だからといって、諦めるわけにはいかない。僕は星奈さんの手をぎゅっと握り続けた。
やがて――、
機は熟した。
ゴーレム魔流の動きは明らかに鈍くなり、ヤツの全身は星奈さんの攻撃によって茶色一色に焦げついたようになっていた。
「よし、これならいける!」
「う、うん……!」
流れる汗の量が多くなっている。それは僕も同じだったけど、星奈さんのほうが大変そうなのは明らかだった。
これ以上の時間はかけられない。
この一撃で、確実に仕留めなければならない。
ミスは許されないのだ!
「行くよ、星奈さん!」
「うん!」
両手を前に突き出す星奈さん。
その両腕に手を添える形で、僕は自らの体内にあるすべての力を、手のひらを通じて星奈さんへと流し込む。

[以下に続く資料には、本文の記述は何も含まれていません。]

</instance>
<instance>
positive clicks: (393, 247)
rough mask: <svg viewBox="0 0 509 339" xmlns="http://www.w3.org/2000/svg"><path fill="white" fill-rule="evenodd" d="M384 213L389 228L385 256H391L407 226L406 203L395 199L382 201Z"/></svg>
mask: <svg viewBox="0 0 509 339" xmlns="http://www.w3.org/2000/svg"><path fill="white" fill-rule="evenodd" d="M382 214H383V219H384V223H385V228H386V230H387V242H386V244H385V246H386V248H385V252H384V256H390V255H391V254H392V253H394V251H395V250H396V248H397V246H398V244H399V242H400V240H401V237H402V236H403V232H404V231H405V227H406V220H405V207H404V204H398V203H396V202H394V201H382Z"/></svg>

一旦僕の力をその小さな体ですべて受け止め、苦悶の表情を浮かべながらも、星奈さんは魔流へ向けて――、
力を、放つ!
閃光がほとばしり轟音が響く中、強烈な光の奔流がゴーレムへと一直線に向かう。
「行けぇぇぇぇぇぇぇぇぇぇぇぇぇぇぇぇぇ!!」
僕の気合いの声が、光を後押しするかのように響く。
次の瞬間、
光が、魔流を貫いた!
☆☆☆☆☆
巨大な爆発音と、豪快な煙が舞い上がるのが見えた。
これで、終わった。
僕と星奈さんの渾身の力を込めた光は、確実に魔流を貫いていた。
――かに見えたのだけど。
「うそ……!?」
煙が消えた校庭に、ヤツはしっかりと二本足で立っていた。
機能を停止して、ただ立っているだけ、というわけでもない。
ゴーレム魔流は二本の腕を今まで以上に激しく振り回し、光の塊を周囲にまき散らしていた。
ダメだ……。
やっぱり僕たちの力だけじゃ、どうにもならないんだ……。
力を使い果たして崩れ落ちそうになっている星奈さんを抱えながら、僕は地面に降り立つ。
降り注ぐ光の塊が、いつ僕たちを直撃してもおかしくない。
でも、そんなことはもう、どうでもよかった。もう、ダメなんだ。
このまま星奈さんとふたりで一緒に死ねるなら、それでもいいか。
僕の腕の中で気を失っている星奈さん。
安らかな寝顔ではないけど、僕はこの子とともに、ここで……。
「う……ん……」
星奈さんが、意識を取り戻した。
力なく僕に微笑みかける。
「……ダメだったよ……」
「……うん……」
星奈さんの瞳も、諦めを受け入れたように、寂しげな、それでいて優しい色を映し出していた。